Foi o capitalismo que fez subir às alturas o papel dos homens de cultura, escritores incluídos. Nos últimos 200 anos, diversos fenômenos - urbanização, industrialização, massificação da informação - conspiraram para o surgimento de uma classe de intelectuais. Não é que eles não existissem antes. Segundo o historiador francês Jacques Le Goff, a Idade Média já os conhecia. Mas pode-se dizer que foi no século 19 que eles se constituíram como "classe social" na Europa. É dessa época o mito do intelectual como alguém acima da sociedade e de alguma forma responsável por iluminar o futuro. Contribuiu para isso a enorme repercussão do caso Dreyfus, que envolveu o escritor francês Émile Zola. Em seu famoso artigo J'accuse, de 1898, o autor de Germinal fez uma violenta acusação de antissemitismo ao governo francês em relação ao oficial do Exército Alfred Dreyfus, injustamente tido como traidor. Zola conseguiu, usando apenas sua escrita em um jornal, provocar uma total reviravolta no caso e deixar em má situação a elite do poder na França. Virou um paradigma de pensador livre das amarras do poder.

O renovado poder dos intelectuais não passou despercebido dos poderosos. Não são apenas os escritores que querem um ditador para chamar de seu - também os ditadores adoram ter os escritores por perto. Eles podem ser determinantes na produção do poder ideológico. Segundo o filósofo italiano Norberto Bobbio, é um poder que se exerce "não sobre a posse de bens materiais, mas sobre as mentes pela produção e transmissão de ideias, de símbolos, de visões de mundo, de ensinamento prático, mediante o uso das palavras". Nenhum ditador, por mais poderoso, pode se manter indefinidamente só pela força bruta. É preciso cativar corações e mentes. Não estranha que escritores sejam particularmente interessantes aos governantes, dada sua capacidade de se comunicar com o grande público. Mas não os da mesma estirpe de Zola, claro.
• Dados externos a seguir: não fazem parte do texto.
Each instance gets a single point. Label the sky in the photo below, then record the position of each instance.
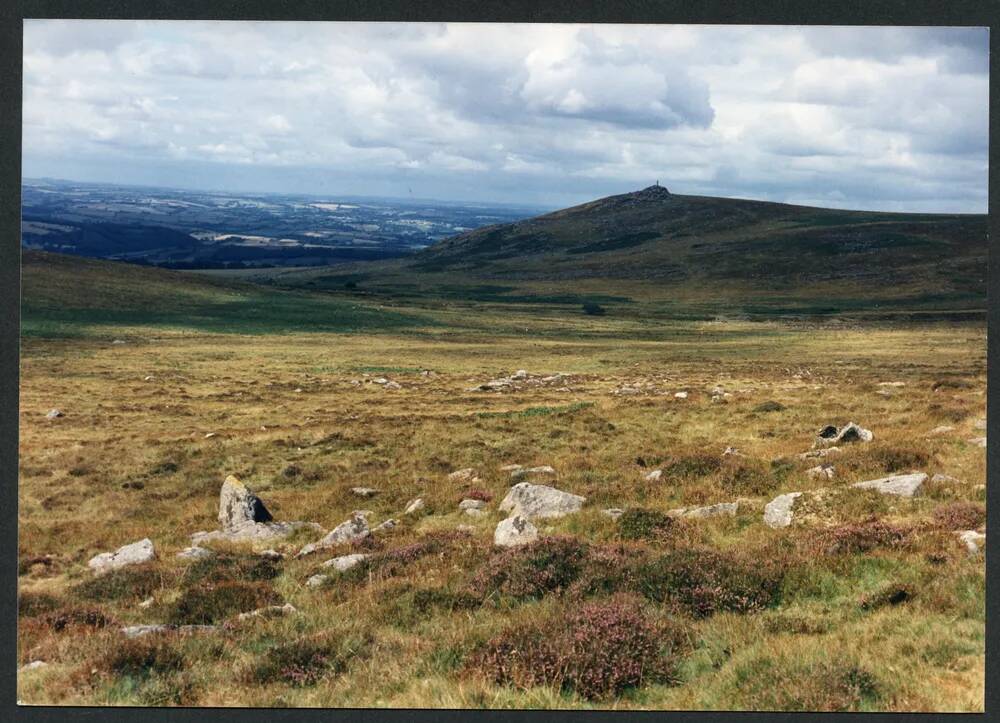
(879, 118)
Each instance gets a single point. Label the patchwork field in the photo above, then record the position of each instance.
(167, 384)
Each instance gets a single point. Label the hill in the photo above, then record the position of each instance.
(70, 296)
(694, 256)
(654, 234)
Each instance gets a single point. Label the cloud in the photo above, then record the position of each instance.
(543, 114)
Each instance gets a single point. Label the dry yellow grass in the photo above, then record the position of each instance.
(130, 459)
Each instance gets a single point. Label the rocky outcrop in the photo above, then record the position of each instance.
(780, 511)
(901, 485)
(515, 531)
(540, 501)
(133, 554)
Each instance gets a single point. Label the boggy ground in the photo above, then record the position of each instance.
(871, 604)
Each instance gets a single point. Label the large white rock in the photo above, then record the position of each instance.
(133, 554)
(779, 511)
(239, 506)
(514, 531)
(717, 510)
(346, 562)
(355, 528)
(972, 539)
(531, 471)
(532, 501)
(902, 485)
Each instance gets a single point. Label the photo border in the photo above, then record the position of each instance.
(748, 12)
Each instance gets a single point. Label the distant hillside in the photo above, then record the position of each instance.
(656, 235)
(71, 296)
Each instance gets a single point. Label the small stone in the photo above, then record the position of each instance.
(353, 529)
(463, 475)
(346, 562)
(239, 506)
(133, 554)
(722, 509)
(514, 531)
(194, 553)
(901, 485)
(529, 471)
(541, 501)
(945, 479)
(823, 471)
(271, 611)
(973, 540)
(778, 512)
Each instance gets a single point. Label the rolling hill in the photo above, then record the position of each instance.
(654, 234)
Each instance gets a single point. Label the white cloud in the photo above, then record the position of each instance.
(549, 114)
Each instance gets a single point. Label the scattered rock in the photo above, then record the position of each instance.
(529, 471)
(823, 471)
(972, 540)
(820, 453)
(851, 432)
(902, 485)
(463, 475)
(355, 528)
(239, 506)
(945, 479)
(133, 554)
(137, 631)
(514, 531)
(346, 562)
(271, 611)
(542, 501)
(943, 429)
(779, 511)
(717, 510)
(194, 553)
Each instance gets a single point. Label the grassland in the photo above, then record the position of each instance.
(871, 603)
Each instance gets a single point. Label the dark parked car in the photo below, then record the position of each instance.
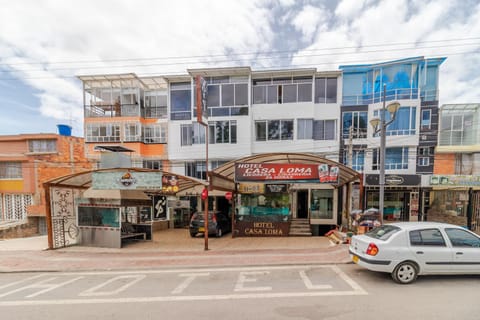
(218, 223)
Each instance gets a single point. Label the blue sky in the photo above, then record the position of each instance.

Os ditadores preferem aqueles que abracem a causa e sejam fiéis a ela.

A questão partidária

Cabe aqui a importante distinção entre duas categorias de intelectuais feita pelo escritor Jean-Paul Sartre - o filósofo e o ideólogo. O primeiro seria, na tradição de Sócrates e Zola, o pensador sem limites. O segundo apenas repetiria as palavras de ordem dos poderosos. É contra essa categoria de intelectual que se insurge o pensador francês Julien Benda no livro A Traição dos Intelectuais (1927), que se tornou um clássico. Segundo Benda - também ele um defensor de Dreyfus -, os intelectuais se perderam ao abandonar os princípios universais de justiça e verdade em nome de causas específicas de uma determinada facção.

Infelizmente, muitos se desviaram desse papel. No caso brasileiro, um de nossos escritores de maior sucesso no século 20, Jorge Amado, foi durante anos um ardoroso defensor de Josef Stalin, que disputa com Hitler e Mao Tsé-Tung uma espécie de liga especial dos ditadores mais sangrentos da história. Seu livro O Mundo da Paz (1951) é uma verdadeira ode ao stalinismo, com frases como: "Mestre, guia e pai, o maior cientista do mundo de hoje, o maior estadista, o maior general, aquilo que de melhor a humanidade produziu. Sim, eles caluniam, insultam e rangem os dentes. Mas até Stálin se eleva o amor de milhões, de dezenas e centenas de milhões de seres humanos". Um texto digno de alguém que havia se filiado ao Partido Comunista e considerava a União Soviética o paradigma de sociedade perfeita. Mais tarde, em meados dos anos 50, Jorge Amado iria abandonar - felizmente - a temática política e produzir alguns de seus melhores livros.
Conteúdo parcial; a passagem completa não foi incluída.